With a little luck…the
story may well have been different!
-
Bernard Fernandes
This is the
story of our ‘also-rans’ yet noteworthy performers in sports. They may not have climbed the podium, but were
almost there. Competition can be fierce, yet cruel; sport can take you to the summit
of joy and elation, yet disappoint you with a nerve wrecking loss. In chess,
half a point can separate a second or third place with the sixteenth. An
unforced error in a long badminton rally can cost you the point, the game and
the match. Our young guns are smarting after such close losses – contests that
could have gone either way - in the ongoing inter-school DSO and MSSA
tournaments.
Jaidev Menon
from Std. VIII, a rising badminton star suffered the painful exit at the pre-quarter
final stage in the under-14 Badminton MSSA tournament, when he lost to another
challenger for the title from Campion School by a solitary point. The loss has not deterred him; rather his
intrepid nature has egged him on to set his eyes on the national championship
in the coming days.
Another close loss – this time by half a point – in chess, cost our chess master, Atharva Chaturvedi, a 3rd-4th play-off match in the DSO under-14 chess tournament. On the international scene, however, Atharva has improved his ELO rating points.

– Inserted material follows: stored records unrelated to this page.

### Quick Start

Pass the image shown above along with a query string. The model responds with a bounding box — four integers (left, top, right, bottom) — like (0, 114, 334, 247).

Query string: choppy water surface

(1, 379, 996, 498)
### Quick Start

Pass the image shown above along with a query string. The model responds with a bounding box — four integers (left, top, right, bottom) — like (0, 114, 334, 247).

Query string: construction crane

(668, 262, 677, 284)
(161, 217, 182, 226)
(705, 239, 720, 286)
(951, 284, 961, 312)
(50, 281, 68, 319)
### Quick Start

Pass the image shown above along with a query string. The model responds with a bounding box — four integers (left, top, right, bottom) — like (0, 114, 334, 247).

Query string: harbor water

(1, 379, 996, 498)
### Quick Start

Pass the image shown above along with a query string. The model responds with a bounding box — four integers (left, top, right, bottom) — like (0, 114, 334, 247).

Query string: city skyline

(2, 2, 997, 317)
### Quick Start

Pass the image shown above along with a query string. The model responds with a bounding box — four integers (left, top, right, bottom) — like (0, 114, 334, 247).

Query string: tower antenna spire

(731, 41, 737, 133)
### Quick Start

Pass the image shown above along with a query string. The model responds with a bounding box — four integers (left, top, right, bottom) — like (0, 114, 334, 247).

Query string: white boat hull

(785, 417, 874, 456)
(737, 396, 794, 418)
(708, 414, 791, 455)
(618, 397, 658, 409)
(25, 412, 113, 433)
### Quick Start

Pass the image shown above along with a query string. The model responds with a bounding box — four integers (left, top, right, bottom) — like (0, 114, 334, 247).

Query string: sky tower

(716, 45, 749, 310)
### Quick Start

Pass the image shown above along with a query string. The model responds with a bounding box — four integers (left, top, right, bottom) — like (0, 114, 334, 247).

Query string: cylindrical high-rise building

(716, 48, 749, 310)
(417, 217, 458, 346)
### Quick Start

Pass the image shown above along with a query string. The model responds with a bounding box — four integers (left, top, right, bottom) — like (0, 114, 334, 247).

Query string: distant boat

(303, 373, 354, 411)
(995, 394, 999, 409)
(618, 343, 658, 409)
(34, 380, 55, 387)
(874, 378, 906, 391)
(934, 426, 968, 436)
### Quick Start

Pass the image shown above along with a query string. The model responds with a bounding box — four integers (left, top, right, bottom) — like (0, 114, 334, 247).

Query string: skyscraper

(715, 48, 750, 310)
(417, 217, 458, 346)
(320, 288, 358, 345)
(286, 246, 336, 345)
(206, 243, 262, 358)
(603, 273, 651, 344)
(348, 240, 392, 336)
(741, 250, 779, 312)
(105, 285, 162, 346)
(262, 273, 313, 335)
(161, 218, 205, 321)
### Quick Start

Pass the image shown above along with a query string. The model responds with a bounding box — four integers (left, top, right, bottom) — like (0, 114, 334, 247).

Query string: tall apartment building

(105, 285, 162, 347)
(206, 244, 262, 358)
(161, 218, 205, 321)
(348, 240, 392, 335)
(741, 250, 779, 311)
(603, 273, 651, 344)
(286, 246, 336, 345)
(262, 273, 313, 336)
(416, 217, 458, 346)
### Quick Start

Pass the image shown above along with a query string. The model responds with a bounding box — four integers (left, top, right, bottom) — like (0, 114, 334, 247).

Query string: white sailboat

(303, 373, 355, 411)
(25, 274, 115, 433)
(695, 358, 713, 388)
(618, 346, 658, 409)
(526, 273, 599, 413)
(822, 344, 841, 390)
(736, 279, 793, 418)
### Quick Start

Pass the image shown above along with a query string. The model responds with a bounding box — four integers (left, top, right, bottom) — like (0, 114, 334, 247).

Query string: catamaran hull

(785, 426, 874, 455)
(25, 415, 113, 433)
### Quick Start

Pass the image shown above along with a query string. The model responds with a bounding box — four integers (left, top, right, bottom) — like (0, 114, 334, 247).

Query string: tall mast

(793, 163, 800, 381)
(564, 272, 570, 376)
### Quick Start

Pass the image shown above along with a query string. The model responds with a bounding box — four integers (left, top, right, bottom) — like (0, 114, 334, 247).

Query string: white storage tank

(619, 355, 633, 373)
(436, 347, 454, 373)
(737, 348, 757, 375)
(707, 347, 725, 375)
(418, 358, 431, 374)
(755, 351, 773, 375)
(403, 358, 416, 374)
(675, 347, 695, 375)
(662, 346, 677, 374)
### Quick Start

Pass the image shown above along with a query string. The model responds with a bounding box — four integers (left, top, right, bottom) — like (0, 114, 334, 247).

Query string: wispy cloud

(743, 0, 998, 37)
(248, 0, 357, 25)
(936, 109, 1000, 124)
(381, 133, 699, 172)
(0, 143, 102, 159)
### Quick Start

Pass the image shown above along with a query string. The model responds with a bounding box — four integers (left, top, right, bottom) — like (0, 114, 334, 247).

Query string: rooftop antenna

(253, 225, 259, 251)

In the standard category, he has now a chess rating of 1455 ELO points, while in the rapid section, 1400 ELO points. Close on his heels are our other chess wizards who performed exceptionally well at the DSO tournament in the under-17 category (here they had to compete with the Junior College students too, keeping in mind the age group). Palash Chathurvedi (Std. X), Dheer Dhutia (Std. IX), Jainam Gangar (Std. X) and Rajiv Aiyer (Std. IX) all did well to earn respectable positions – placed 26th to 32nd – in a very strong field of contestants.
There’s a Chinese aphorism: to gain, you must yield, to grasp let go, to win lose… Of late, the Chinese have perfected the art of winning! Boys, are you listening?